What are the coordinates of this point? Well, the point $(x,y)$ satisfies both $x^2 + y^2 = 1$ and $y = m(x+1)$ so we have

$x^2 + (m(x+1))^2 = 1$

$\implies x^2 + m^2(x^2+2x+1) = 1$

$\implies (1+m^2)x^2 + 2m^2x + (m^2-1) = 0$

$\displaystyle{ \implies x = \frac{-2m^2 \pm \sqrt{4m^4 - 4(1+m^2)(m^2-1)}}{2(1+m^2)} }$

$\displaystyle{ \implies x = \frac{-2m^2 \pm \sqrt{4}}{2(1+m^2)} }$

$\displaystyle{ \implies x = -1,\ \ \frac{1-m^2}{1+m^2} }$

$x = -1$ corresponds to the point $(-1, 0)$. When $x = \frac{1-m^2}{1+m^2}$ we have

$\displaystyle{ y^2 = 1 - x^2 }$

$\displaystyle{ y^2 = 1 - \left( \frac{1-m^2}{1+m^2} \right)^2 }$

$\displaystyle{ y^2 = \frac{(1+m^2)^2 - (1-m^2)^2}{(1+m^2)^2} }$

$\displaystyle{ y^2 = \frac{(1+2m^2 + m^4) - (1-2m^2 + m^4)}{(1+m^2)^2} }$

$\displaystyle{ y^2 = \frac{4m^2}{(1+m^2)^2} }$

$\displaystyle{ \implies y = \pm\frac{2m}{1+m^2} }$

and we want the $\pm$ to be $+$ so that positive slopes correspond to the upper half of the circle as we illustrated above.

Therefore every point on the unit circle (other than $(-1, 0)$) is of the form

$\displaystyle{ \left(\frac{1-m^2}{1+m^2},\ \frac{2m}{1+m^2}\right) }$ for some $m$. As $m \rightarrow \pm \infty$ we have $\left(\frac{1-m^2}{1+m^2},\ \frac{2m}{1+m^2}\right) \rightarrow (-1, 0)$.

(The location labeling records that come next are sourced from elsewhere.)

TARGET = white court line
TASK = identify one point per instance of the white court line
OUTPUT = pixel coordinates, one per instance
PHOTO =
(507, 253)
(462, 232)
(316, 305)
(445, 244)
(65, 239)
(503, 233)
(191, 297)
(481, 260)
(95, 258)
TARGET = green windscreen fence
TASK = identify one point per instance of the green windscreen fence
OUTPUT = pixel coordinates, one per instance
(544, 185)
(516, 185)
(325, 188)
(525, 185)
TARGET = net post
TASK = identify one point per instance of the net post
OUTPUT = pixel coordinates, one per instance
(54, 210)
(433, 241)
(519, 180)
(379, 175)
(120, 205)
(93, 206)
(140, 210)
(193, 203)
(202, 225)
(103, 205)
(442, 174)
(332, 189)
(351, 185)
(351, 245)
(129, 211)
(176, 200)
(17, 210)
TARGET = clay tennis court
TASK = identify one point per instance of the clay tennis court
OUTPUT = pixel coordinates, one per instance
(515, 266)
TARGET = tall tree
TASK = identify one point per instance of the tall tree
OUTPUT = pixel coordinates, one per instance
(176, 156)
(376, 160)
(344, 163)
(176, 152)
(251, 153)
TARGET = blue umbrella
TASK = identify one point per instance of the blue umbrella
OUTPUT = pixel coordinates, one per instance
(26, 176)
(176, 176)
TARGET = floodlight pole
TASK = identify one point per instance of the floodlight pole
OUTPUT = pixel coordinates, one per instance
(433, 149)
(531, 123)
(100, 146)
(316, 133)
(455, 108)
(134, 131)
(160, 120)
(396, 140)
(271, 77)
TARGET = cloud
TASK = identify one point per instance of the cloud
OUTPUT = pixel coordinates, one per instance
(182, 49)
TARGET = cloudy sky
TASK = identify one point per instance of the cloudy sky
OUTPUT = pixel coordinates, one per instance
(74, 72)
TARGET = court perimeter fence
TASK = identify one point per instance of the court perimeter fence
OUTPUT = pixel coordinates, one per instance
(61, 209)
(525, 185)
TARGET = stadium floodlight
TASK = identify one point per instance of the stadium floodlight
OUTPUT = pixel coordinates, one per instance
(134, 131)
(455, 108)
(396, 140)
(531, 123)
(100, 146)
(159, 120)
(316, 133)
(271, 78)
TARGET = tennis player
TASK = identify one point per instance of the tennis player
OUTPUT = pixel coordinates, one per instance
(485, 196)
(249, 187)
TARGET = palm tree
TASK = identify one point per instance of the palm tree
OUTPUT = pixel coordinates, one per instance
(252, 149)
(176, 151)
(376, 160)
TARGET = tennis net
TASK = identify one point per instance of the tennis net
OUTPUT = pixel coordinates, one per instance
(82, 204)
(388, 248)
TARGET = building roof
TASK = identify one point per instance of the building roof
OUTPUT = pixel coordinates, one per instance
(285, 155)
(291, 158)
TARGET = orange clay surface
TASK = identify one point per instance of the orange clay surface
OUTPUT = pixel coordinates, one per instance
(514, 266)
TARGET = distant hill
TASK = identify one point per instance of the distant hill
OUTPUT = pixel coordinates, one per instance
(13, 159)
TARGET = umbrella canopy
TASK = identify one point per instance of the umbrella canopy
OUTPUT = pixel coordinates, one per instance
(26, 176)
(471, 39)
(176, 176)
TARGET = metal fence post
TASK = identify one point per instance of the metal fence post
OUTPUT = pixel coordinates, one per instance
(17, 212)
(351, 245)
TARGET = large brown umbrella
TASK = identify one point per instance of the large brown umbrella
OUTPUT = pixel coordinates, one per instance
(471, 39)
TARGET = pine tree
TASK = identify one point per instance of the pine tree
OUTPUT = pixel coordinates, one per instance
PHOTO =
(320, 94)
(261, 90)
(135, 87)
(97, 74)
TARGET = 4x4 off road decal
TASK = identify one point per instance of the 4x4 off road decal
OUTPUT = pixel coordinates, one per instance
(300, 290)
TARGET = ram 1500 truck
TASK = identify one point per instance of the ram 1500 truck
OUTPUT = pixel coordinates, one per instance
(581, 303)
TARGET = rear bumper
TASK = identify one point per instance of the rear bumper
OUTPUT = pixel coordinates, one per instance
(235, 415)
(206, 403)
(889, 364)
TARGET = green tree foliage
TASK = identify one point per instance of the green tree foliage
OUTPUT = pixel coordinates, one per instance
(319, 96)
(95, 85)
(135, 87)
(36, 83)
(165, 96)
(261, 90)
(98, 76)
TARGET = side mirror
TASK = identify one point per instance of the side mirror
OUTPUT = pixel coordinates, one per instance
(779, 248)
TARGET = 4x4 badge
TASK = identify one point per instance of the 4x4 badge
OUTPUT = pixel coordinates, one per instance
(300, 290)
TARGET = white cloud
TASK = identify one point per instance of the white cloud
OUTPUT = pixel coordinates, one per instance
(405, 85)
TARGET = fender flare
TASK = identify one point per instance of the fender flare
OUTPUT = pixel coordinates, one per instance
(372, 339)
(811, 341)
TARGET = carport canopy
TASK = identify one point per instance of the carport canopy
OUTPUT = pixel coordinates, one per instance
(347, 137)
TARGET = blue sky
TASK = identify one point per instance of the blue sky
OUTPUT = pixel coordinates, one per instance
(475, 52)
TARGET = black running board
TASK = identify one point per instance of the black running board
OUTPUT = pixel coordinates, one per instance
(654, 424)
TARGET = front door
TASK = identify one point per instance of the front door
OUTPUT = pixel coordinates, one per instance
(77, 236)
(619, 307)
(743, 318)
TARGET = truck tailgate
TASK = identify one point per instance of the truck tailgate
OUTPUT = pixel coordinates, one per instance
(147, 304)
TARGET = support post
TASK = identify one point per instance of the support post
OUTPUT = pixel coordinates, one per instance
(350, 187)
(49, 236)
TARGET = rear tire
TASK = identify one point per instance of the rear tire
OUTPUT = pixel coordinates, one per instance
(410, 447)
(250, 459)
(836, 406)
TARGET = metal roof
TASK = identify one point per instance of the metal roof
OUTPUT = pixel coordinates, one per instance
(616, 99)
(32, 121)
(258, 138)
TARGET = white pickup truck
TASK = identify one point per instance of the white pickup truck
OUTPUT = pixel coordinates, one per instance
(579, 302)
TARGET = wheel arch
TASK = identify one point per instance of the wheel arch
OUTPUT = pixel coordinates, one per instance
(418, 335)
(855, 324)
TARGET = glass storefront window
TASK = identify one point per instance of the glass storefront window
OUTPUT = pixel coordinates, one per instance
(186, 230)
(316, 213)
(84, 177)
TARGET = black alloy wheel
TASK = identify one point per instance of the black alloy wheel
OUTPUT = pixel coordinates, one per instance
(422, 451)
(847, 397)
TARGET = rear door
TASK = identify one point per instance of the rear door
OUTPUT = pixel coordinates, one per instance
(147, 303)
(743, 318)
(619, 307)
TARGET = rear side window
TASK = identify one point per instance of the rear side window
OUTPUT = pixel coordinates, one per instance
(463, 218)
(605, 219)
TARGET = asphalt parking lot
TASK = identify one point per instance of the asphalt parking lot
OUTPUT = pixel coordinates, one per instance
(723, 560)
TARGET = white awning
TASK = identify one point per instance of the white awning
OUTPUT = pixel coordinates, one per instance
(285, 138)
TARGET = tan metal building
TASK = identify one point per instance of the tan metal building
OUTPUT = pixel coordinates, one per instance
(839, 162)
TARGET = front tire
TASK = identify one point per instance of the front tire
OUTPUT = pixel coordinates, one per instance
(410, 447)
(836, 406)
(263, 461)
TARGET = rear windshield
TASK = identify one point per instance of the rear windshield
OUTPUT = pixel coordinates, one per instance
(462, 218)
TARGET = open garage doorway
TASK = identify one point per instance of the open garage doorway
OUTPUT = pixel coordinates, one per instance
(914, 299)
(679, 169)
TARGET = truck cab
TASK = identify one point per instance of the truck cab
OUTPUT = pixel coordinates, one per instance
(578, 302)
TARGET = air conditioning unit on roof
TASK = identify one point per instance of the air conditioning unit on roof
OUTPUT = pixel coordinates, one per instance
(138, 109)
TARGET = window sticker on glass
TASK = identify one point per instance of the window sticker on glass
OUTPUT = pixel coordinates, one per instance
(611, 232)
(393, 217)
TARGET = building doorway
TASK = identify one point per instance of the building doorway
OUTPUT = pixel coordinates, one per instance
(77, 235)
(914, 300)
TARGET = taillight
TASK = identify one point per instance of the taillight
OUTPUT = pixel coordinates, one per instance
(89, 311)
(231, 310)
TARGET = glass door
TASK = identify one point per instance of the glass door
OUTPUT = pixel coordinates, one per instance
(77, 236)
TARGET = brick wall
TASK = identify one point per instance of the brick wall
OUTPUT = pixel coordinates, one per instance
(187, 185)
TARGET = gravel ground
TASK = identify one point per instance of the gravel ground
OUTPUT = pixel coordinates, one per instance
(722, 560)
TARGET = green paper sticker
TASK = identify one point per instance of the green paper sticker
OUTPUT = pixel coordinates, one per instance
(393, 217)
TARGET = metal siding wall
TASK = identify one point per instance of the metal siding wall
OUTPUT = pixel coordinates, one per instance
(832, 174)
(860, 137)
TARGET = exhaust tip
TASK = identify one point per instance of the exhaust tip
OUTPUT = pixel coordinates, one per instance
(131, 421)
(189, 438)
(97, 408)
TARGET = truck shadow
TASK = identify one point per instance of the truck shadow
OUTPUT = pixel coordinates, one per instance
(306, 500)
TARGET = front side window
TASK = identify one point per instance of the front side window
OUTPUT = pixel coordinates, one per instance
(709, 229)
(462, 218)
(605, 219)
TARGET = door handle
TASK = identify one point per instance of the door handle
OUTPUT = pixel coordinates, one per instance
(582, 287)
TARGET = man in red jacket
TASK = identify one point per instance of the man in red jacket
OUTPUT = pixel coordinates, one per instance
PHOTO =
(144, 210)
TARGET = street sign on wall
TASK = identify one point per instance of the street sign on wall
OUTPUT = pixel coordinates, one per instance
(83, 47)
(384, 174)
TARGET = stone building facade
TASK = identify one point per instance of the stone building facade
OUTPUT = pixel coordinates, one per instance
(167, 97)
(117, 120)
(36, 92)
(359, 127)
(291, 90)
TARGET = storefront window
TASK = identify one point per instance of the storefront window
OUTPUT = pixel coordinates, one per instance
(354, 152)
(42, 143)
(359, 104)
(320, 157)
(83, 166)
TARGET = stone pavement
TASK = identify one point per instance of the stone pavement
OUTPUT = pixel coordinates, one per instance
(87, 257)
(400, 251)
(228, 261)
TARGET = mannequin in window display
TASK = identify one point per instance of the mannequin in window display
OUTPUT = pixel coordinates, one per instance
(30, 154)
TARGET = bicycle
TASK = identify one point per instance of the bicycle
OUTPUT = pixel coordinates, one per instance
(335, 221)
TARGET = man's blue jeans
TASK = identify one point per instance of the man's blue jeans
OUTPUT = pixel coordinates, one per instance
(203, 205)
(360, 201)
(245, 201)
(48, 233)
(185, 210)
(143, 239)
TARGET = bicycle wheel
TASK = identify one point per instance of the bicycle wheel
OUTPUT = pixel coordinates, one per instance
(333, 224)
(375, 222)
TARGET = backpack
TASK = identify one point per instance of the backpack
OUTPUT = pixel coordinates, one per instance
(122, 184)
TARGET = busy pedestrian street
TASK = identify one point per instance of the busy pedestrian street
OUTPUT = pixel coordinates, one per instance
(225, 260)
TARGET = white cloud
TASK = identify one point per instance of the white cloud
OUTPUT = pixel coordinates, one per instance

We now have two parameterizations of the unit circle. How are they connected? For every $m$ there is a $\theta$ such that

$\displaystyle{ \cos \theta = \frac{1-m^2}{1+m^2} \text{ and } \sin \theta = \frac{2m}{1+m^2} }$

which gives

$\displaystyle{ \tan \theta = \frac{2m}{1-m^2} }$.

This calls to mind the tangent addition formula $\tan(A+B) = \frac{\tan A + \tan B}{1-\tan A\tan B}$. This suggests $m = \tan(\theta/2)$ and $\theta = 2\tan^{-1}(m)$. The usual calculations show that this is correct: If we start with $m = \tan^{-1}(\theta/2)$ we get the desired $\cos \theta$ and $\sin \theta$.

There is no non-constant real polynomial parameterization. You can see this by considering the degree of $x^2 + y^2$.